SGrondin / bottleneck

Job scheduler and rate limiter, supports Clustering
MIT License
1.83k stars 79 forks source link

Script errors running in cluster mode - ERR value is not an integer or out of range #145

Closed sapientsteve closed 4 years ago

sapientsteve commented 4 years ago

Running bottleneck 2.17.1, using AWS Elasticache redis 5.0.6. We have 2 AWS environments (accounts) that are identical in terms of the node runtime and Elasticache version and they are running the exact same code (node 12). In one environment, bottleneck is perfectly happy using redis, in the other environment, bottleneck is throwing errors.
Bottleneck initialization options:

{
    "id": "api_throttler",
    "maxConcurrent": null,
    "minTime": 66.667,
    "datastore": "redis",
    "timeout": 33000,
    "clientOptions": {
        "host": redis_host,
        "port": 6379
    }
}

Debug messages from the "bad" environment show:

debug: msg=Calling Redis script: register.lua, data=[1580052652636,"awlg87bwrkh","2wj5xtc7r75","1",""]
debug: msg=Event triggered: error, data=[
{
    "command": "EVALSHA",
    "args": [
        "c455d8a6915285f079ceb0dec89a61a1f831d10b",
        8,
        "b_api_throttler_settings",
        "b_api_throttler_job_weights",
        "b_api_throttler_job_expirations",
        "b_api_throttler_job_clients",
        "b_api_throttler_client_running",
        "b_api_throttler_client_num_queued",
        "b_api_throttler_client_last_registered",
        "b_api_throttler_client_last_seen",
        1580052652636,
        "awlg87bwrkh",
        "2wj5xtc7r75",
        "1",
        ""
    ],
    "code": "ERR"
}
]
bottleneck limiter error: ReplyError: ERR Error running script (call to f_c455d8a6915285f079ceb0dec89a61a1f831d10b): @user_script:226: ERR value is not an integer or out of range 

The messages above are repeated for every limiter task. I've tried comparing the bottleneck debug messages between the environments and I can't identify any differences except that one environment fails on every call. FWIW, prior to using bottleneck, the code successfully interacts with redis to do other things.

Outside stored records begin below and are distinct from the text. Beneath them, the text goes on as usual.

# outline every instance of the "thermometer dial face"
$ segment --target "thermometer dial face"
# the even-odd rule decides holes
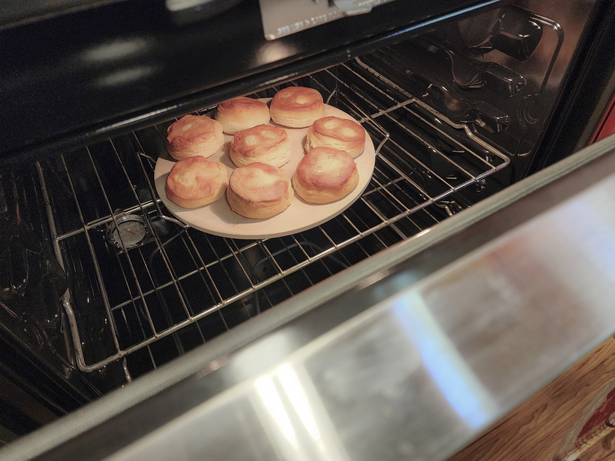
[[[137,216],[140,218],[140,217]],[[122,219],[117,223],[117,227],[110,230],[107,234],[109,241],[118,248],[122,248],[135,246],[147,235],[148,230],[145,224],[138,219]],[[122,245],[122,242],[124,245]]]

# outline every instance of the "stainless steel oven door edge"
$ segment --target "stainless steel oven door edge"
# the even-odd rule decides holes
[[[369,286],[370,283],[377,282],[379,278],[381,278],[388,275],[389,271],[395,265],[435,245],[444,242],[498,210],[613,149],[615,149],[615,136],[612,136],[452,216],[434,226],[429,231],[349,268],[314,288],[280,303],[261,315],[237,326],[229,333],[223,334],[157,370],[135,380],[125,387],[17,440],[0,449],[0,459],[7,461],[31,459],[83,434],[127,409],[194,374],[199,370],[202,370],[202,374],[205,374],[207,371],[220,366],[220,364],[216,364],[215,361],[221,357],[238,350],[342,293],[353,288],[356,289],[357,287]],[[605,195],[603,199],[608,202],[611,200],[611,197],[612,195]],[[399,287],[398,290],[402,288],[403,286]],[[343,320],[345,319],[341,319],[340,321]],[[333,321],[335,323],[335,316]],[[600,335],[597,335],[596,341],[599,337]],[[311,338],[303,338],[305,342],[310,339]],[[296,345],[296,348],[301,345]],[[579,346],[579,350],[584,350],[587,347],[589,346],[582,345]],[[292,352],[287,348],[284,351],[284,354],[286,355]],[[275,361],[280,358],[272,354],[271,360],[266,360],[266,363],[261,364],[263,366],[269,366],[271,364],[271,360]],[[568,364],[575,358],[572,356],[569,357]],[[208,369],[204,369],[212,363],[213,366],[209,366]],[[561,361],[558,364],[555,364],[557,369],[561,369],[564,366]],[[220,371],[226,368],[222,367]],[[246,374],[256,375],[261,371],[262,369],[259,369],[258,366],[253,367],[250,373]],[[552,376],[553,372],[554,371],[550,369],[547,374]],[[211,375],[215,374],[215,372],[211,373]],[[530,387],[526,388],[526,394],[531,390]],[[501,409],[504,407],[498,408],[501,409],[499,411],[503,411]],[[493,417],[492,413],[489,414]],[[475,430],[480,430],[482,427],[482,425],[486,424],[488,420],[482,420],[481,424],[474,427]],[[471,434],[464,433],[464,439],[471,436]]]
[[[105,461],[448,457],[615,331],[608,157],[606,178],[416,283],[395,274],[396,294],[266,369],[292,330],[239,351],[224,368],[244,380]]]

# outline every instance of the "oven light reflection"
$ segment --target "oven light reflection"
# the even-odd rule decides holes
[[[284,58],[292,56],[297,52],[295,47],[279,41],[268,42],[256,52],[255,66],[262,66]]]
[[[132,69],[118,71],[106,76],[97,81],[101,87],[114,87],[124,85],[142,79],[154,73],[154,68],[150,66],[140,66]]]
[[[295,450],[298,450],[299,443],[295,430],[293,429],[293,425],[271,379],[269,376],[261,376],[256,380],[256,392],[264,403],[265,408],[284,437]]]
[[[415,344],[423,364],[453,409],[471,429],[490,421],[497,405],[426,305],[411,293],[398,299],[394,315]]]
[[[318,430],[318,425],[310,408],[309,402],[308,401],[308,396],[295,370],[290,365],[282,365],[277,370],[277,376],[282,387],[284,388],[284,392],[288,396],[308,433],[315,441],[319,441],[320,434]]]
[[[116,40],[93,48],[85,53],[86,61],[110,61],[135,54],[146,47],[145,40]]]

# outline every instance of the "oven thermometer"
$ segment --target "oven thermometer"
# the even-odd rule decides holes
[[[114,216],[117,226],[113,221],[107,226],[106,237],[110,243],[124,249],[124,245],[133,248],[146,243],[149,231],[145,219],[138,215],[126,215],[123,211],[116,211]]]

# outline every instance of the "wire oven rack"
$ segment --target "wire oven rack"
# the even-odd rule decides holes
[[[80,370],[123,359],[130,382],[433,226],[461,208],[451,194],[509,163],[358,58],[252,96],[293,84],[320,91],[379,144],[359,200],[308,231],[231,239],[167,216],[152,186],[174,120],[36,164],[55,254],[73,281],[62,302]],[[105,240],[118,209],[145,219],[146,243],[119,250]]]

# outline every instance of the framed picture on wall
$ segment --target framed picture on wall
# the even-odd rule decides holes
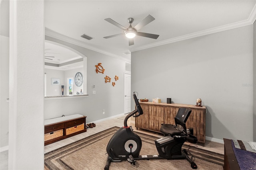
[[[58,78],[52,78],[52,85],[60,84],[60,79]]]

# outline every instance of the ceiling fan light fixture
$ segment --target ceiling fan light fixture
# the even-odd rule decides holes
[[[133,38],[136,36],[136,32],[133,30],[128,30],[124,32],[125,36],[128,38]]]

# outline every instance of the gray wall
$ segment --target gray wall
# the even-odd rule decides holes
[[[253,141],[256,141],[256,22],[253,24]]]
[[[46,100],[44,102],[45,119],[78,113],[86,116],[91,122],[124,113],[124,76],[125,61],[85,48],[46,36],[46,39],[63,44],[80,53],[87,58],[87,86],[88,96],[76,98]],[[99,63],[105,69],[104,74],[97,73],[95,65]],[[116,82],[115,76],[119,77]],[[105,83],[108,76],[111,82]],[[114,87],[112,82],[116,82]],[[93,88],[93,85],[95,86]],[[92,94],[92,91],[96,94]],[[103,114],[103,109],[105,114]]]
[[[250,25],[132,52],[132,92],[150,101],[201,98],[208,137],[252,141],[252,41]]]

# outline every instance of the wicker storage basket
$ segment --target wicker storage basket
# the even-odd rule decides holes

I'm also using limiter.ready() to wait for bottleneck to be happy.

Any tips on how to resolve this would be greatly appreciated. We've been using Bottleneck for the past year and it's been a lifesaver.

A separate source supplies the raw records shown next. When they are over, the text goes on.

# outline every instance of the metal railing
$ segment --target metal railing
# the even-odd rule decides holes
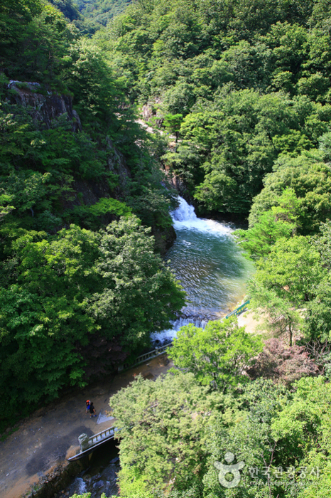
[[[230,317],[233,317],[234,315],[238,316],[241,313],[243,312],[243,311],[245,309],[246,307],[247,304],[249,304],[250,301],[246,301],[243,304],[240,304],[240,306],[238,306],[237,308],[233,310],[233,312],[231,312],[231,313],[229,313],[229,314],[227,314],[225,318],[229,318]]]
[[[163,344],[163,346],[161,346],[159,348],[156,348],[152,351],[148,351],[148,353],[141,354],[140,356],[137,356],[136,359],[136,362],[135,363],[135,365],[139,365],[141,363],[143,363],[146,360],[158,356],[159,354],[162,354],[163,353],[166,352],[167,348],[171,346],[172,344],[172,342],[168,342],[166,344]]]
[[[89,440],[87,443],[88,448],[89,449],[92,446],[94,446],[99,443],[101,443],[101,441],[104,441],[106,439],[112,439],[112,438],[114,438],[114,433],[115,430],[110,427],[109,429],[102,430],[101,433],[94,434],[92,436],[89,438]]]

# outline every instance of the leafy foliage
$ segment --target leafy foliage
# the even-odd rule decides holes
[[[244,372],[261,347],[259,338],[239,327],[235,318],[210,322],[205,329],[183,327],[168,355],[201,384],[225,391],[247,380]]]

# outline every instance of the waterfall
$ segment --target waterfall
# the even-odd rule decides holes
[[[229,225],[218,223],[214,220],[207,220],[201,218],[197,218],[195,214],[194,207],[188,204],[183,197],[178,197],[179,206],[173,211],[171,214],[171,218],[173,222],[173,226],[176,231],[189,231],[190,233],[200,233],[200,237],[203,237],[204,240],[211,240],[216,238],[218,240],[228,238],[231,233],[233,231],[233,228]],[[191,245],[191,242],[183,240],[181,243],[185,244],[187,246]],[[194,268],[192,268],[192,271]],[[199,290],[199,284],[194,280],[194,275],[192,275],[192,283],[190,284],[192,287],[190,289],[186,286],[186,290],[190,294]],[[194,290],[192,290],[194,287]],[[183,326],[192,323],[196,327],[205,328],[210,319],[216,319],[220,318],[226,309],[212,308],[203,302],[203,297],[201,302],[197,305],[195,302],[188,303],[188,305],[182,309],[182,317],[172,322],[173,328],[168,330],[163,330],[161,332],[154,332],[151,334],[151,337],[155,344],[159,345],[166,344],[173,340],[176,337],[178,330]]]
[[[183,197],[178,197],[179,206],[170,213],[175,230],[196,230],[213,235],[229,235],[233,229],[224,223],[214,220],[197,218],[192,206],[190,206]]]

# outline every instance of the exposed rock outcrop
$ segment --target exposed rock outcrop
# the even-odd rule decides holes
[[[8,85],[9,99],[13,104],[28,108],[33,120],[43,122],[46,128],[53,120],[64,114],[72,123],[73,132],[82,130],[77,112],[72,109],[72,99],[56,92],[42,92],[39,83],[11,80]]]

sapientsteve commented 4 years ago

Duh...the problem was not using an integer for the bottleneck config minTime property. That value is being calculated based on an API rate limit that is based on "transactions per second". Making that value an integer solved the problem.

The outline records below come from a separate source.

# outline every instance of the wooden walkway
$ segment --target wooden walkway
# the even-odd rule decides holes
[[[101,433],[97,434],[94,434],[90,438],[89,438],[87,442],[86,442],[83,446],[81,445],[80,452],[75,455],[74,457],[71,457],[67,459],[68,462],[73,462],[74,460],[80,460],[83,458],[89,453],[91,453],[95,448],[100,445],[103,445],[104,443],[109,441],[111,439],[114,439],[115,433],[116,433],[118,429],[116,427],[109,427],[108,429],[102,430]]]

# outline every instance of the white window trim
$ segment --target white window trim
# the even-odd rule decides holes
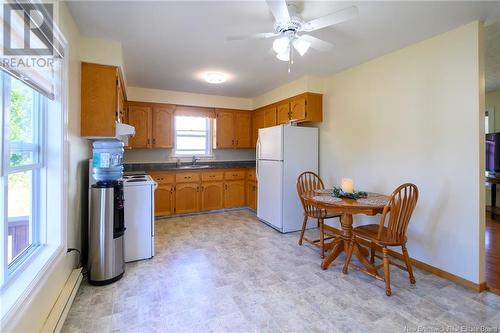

Not sure any fix is warranted other than possibly adding a check on that config value because the error message that comes back from redis via bottleneck wasn't very helpful for me.

RichardWright commented 3 years ago

@sapientsteve Hi steve, are you using redis with cluster mode enabled? I'm having some issues with it and I'm trying to establish if bottlebeck is compatible with it.

sapientsteve commented 3 years ago

@RichardWright yes. we are using cluster mode.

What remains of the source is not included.